We have a responsibility to use engineering talent to stop carbon being released into the atmosphere and to remove what’s already there. The North Sea better do it quickly or it will face the future like a dinosaur observing a fast-approaching space object. Not only are we seeing a rapid decline in appetite for oil and gas projects, but also UN climate predictions suggest we need to reduce the carbon in our atmosphere by a compounded 7.6% annually for the next decade.
It is not responsible to argue that the world can yet do without hydrocarbons nor that we should stop producing all domestic reserves and rely on unstable regimes with questionable environmental records to sell us energy no questions asked. We must use our expertise, our resources, and our ethical standards to ensure an orderly, rapid and just transition with the utmost respect for the consequences of our actions.

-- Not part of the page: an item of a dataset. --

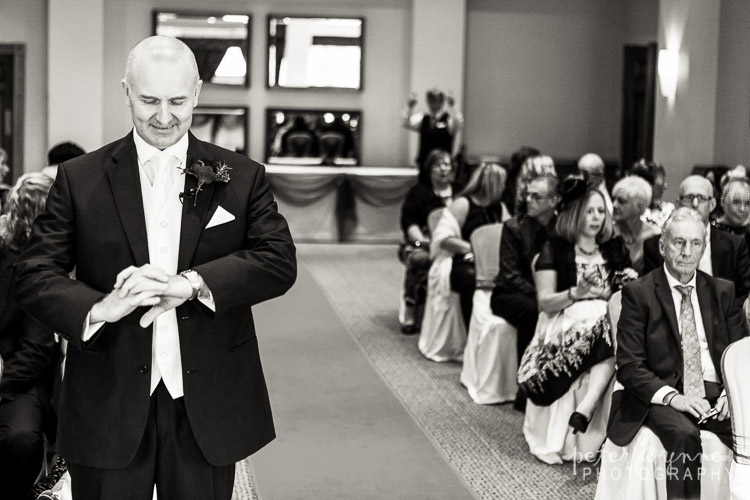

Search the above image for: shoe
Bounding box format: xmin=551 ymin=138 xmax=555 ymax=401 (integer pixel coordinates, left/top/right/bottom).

All is not lost for the North Sea, however, because it is here investors access reservoirs. Reservoirs of hydrocarbons, reservoirs to store carbon dioxide, reservoirs of legacy infrastructure and reservoirs of engineering talent. It is our responsibility to organise these into projects that demonstrate rapidly reducing carbon impact. The financial markets will dictate, and those who move quickly will be rewarded at the expense of those who stand still.
The world is shifting towards electric energy as it can be created cleanly. For more than a decade Xodus has advised the renewables sector, including on offshore generation and plant electrification. However, in some applications – such as shipping, heavy haulage, smelting and heating – the power density, transmission cost and weight of hydrogen provides advantages over battery charging and HVDC cables, especially if existing infrastructure can be re-deployed. The expertise in generation, containment, transmission, compression, and combustion developed by the oil and gas industry is directly applicable.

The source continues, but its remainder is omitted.